兵庫県淡路島を拠点に自然農法の実践に取り組む筆者。一般的な貸し農園では割り当てられたエリアで自分の作物を育てるのみで完結するが、彼の農園では、参加者同士でノウハウや考えをシェアするのだという。助け合いと成長を促す「ファームシャングリラ」構想の真髄に迫る。※本稿は、山岸 暢『ファームシャングリラ 農業で叶える人と自然が共生する未来』(幻冬舎メディアコンサルティング)の一部を抜粋・編集したものです。

農業を通じて
幸せな社会の実現を目指す

 人類がこれからの目指すべき生き方を具現化する活動を、私は「ファームシャングリラ」と名付けています。シャングリラとはユートピアとも呼ばれ、一般的には理想郷と同じ意味です。
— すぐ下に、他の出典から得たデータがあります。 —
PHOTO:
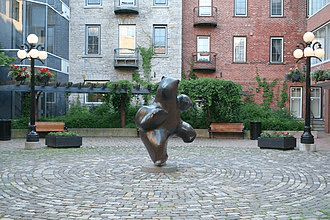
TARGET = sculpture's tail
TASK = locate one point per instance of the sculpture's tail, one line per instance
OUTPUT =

語源は作家ジェームズ・ヒルトンが、1933年に出版した『失われた地平線』という長編小説に描写されるチベット山中の理想郷に由来します。平和への願いを込めて名付けられたため、「シャングリラ=平和の象徴」として広まりました。

 私はファームシャングリラで「みんなのしあわせがわたしのしあわせ」をモットーに、農業を通じて幸せな社会を実現していくことを目指しています。具体的には、農地での活動を通じて、それぞれの個人が得た知識や経験を共有し、互いに学び合う場を築いていくことを重要視しています。

 私たちの目的は、単にコミュニティを形成することだけではありません。私たちは、農業を通じて人々がともに成長し、互いに支え合い、幸せな生活を創り出す社会の実現を目指しています。農業の実践を通じて、知識や経験を共有し、互いに助け合いながら、より持続可能で豊かな暮らしを築いていくことが私たちの目標です。

 ファームシャングリラ構想の初期段階では、「地球にやさしく、みんなでみんなの命輝く安全な野菜を育てる」を基本コンセプトとして、1つの農園で参加者全員が野菜を育てる方法を打ち立てていました。従来の貸し農園(レンタル農園)のような自分の農地エリアと他人の農地エリアとの境界を、あえて引かないという考え方です。

 貸し農園では、自分の場所で自分の野菜を育てるという方法で完結しますが、裏を返せば隣も向かいも、自分のところ以外は関係ないという世界が生まれていきます。仮に大雨の被害で畑がやられてしまったとしたら、自分が回復作業をするのはきっと自分の畑だけでいいことになり、他人の畑の面倒も見ることまで考えの及ぶ人は少ないと思います。